While fruit farmers Mr and Mrs Somerville lobbed their tennis ball on dusty courts in the Orange region of NSW, their young son Warren waited patiently and dug around in the nearby rocky ground. Warren later confessed, ‘I found lots of strange looking rocks which I carted home, to my mother’s utter disgust… and gradually filled my bedroom to the roof.’ Among Warren’s specimens, which he stored in his parent’s wooden fruit packing boxes, were 400-million-year-old corals and bryozoans, shellfish, and trilobites.

Around those outback tennis courts in the 1940s, Warren Somerville AM (b. 1938) began a lifetime obsession with collecting. This pocket magnifier, a simple tool that assisted his work, symbolises this story.

Based on a nineteenth-century design, compact tri-fold magnifiers (also known as loupes) were used for many purposes like jewellery making, textile thread counting, and viewing stamps or coins. This example, manufactured by the German pharmaceutical company Bayer and stamped with some of their insecticide options, seems to have been intended for inspecting and identifying insects.

When Warren Somerville obtained this magnifier in the 1960s, he found another use for it – examining and identifying rocks, minerals, gems and fossils. Warren must have used it thousands of times while amassing his collection of 10,000 specimens. These included rare examples he found in childhood and many more from around the world, obtained from dealers at mineral conventions in Tuscon, Arizona.

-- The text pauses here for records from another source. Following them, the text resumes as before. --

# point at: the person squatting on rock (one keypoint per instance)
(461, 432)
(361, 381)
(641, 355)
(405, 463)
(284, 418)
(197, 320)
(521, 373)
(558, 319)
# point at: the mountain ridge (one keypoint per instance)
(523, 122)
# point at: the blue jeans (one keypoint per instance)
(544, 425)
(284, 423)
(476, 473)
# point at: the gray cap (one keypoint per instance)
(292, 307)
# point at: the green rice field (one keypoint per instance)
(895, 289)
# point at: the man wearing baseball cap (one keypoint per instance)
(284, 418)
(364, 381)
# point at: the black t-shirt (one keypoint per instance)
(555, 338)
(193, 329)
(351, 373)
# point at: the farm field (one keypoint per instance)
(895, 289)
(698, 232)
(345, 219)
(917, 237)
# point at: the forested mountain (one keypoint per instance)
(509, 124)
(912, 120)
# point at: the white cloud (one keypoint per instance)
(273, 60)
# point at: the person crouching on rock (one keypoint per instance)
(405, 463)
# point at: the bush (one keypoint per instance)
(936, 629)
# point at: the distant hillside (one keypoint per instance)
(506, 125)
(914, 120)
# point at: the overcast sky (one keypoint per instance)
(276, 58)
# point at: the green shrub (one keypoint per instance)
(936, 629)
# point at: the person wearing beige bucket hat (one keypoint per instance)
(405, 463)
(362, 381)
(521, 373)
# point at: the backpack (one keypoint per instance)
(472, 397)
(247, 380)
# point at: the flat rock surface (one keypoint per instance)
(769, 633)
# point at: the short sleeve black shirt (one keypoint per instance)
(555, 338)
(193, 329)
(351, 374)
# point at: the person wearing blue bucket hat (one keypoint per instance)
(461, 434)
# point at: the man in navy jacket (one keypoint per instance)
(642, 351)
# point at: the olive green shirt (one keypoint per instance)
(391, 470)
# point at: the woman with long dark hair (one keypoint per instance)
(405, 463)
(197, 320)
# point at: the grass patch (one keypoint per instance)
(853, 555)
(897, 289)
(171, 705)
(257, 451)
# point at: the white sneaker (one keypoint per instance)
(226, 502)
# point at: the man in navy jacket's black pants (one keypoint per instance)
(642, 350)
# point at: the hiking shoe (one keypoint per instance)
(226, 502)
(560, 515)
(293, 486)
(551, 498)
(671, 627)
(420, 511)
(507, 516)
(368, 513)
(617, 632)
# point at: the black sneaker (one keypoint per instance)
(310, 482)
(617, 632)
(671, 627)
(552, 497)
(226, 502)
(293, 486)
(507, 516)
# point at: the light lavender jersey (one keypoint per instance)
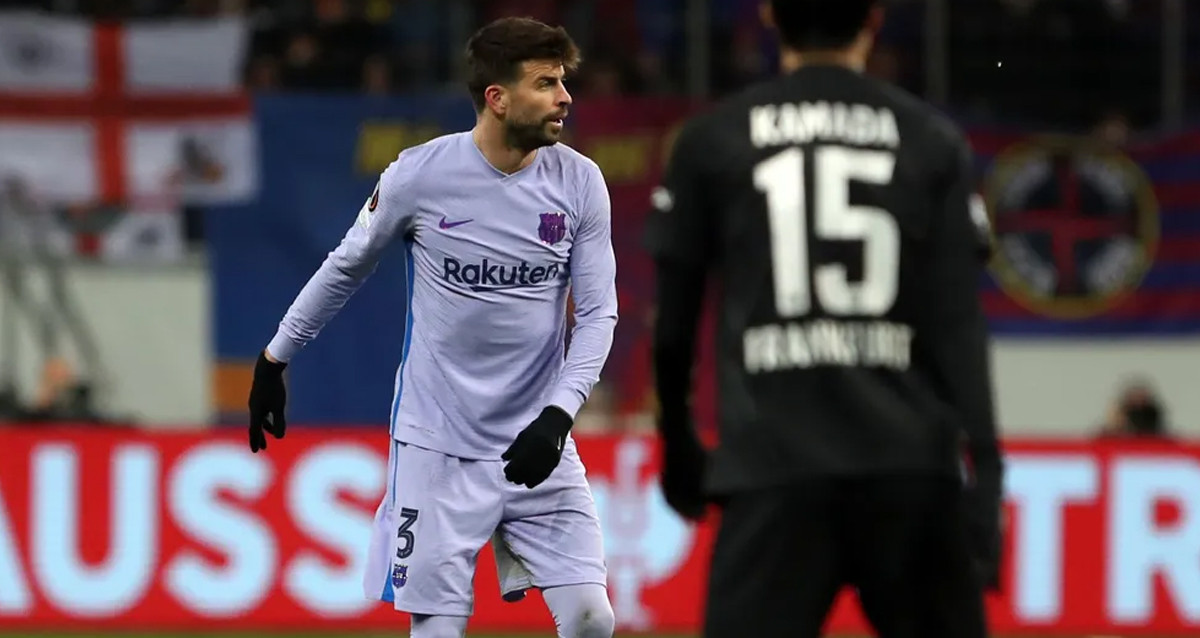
(491, 259)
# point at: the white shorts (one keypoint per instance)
(438, 512)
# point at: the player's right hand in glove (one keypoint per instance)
(984, 509)
(684, 461)
(268, 399)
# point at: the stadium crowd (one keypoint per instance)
(1066, 64)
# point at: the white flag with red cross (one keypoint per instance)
(139, 116)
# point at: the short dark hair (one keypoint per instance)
(821, 24)
(496, 52)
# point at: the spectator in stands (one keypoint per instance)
(1138, 413)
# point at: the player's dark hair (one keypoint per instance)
(821, 24)
(496, 52)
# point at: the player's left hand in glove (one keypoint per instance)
(268, 399)
(684, 461)
(983, 512)
(537, 450)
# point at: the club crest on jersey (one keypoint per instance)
(552, 227)
(1075, 226)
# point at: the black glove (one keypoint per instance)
(268, 397)
(983, 509)
(684, 461)
(534, 455)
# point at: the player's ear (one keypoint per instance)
(497, 98)
(767, 14)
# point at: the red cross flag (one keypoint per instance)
(135, 120)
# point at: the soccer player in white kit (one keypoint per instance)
(499, 224)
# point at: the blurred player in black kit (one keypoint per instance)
(857, 447)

Intellectually gifted and incredibly focused, Warren Somerville was awarded eight university degrees, taught horticulture at TAFE for 25 years, and managed the Toll Bar Orchard in Orange. But most notably, Warren assembled one of the finest collections of minerals, gems and fossils in the world, now valued at over $15 million.

After sixty years of collecting, Warren generously decided to donate his collection to the Australian Museum, to be displayed permanently for everyone to see at the Australian Fossil and Mineral Museum in Bathurst.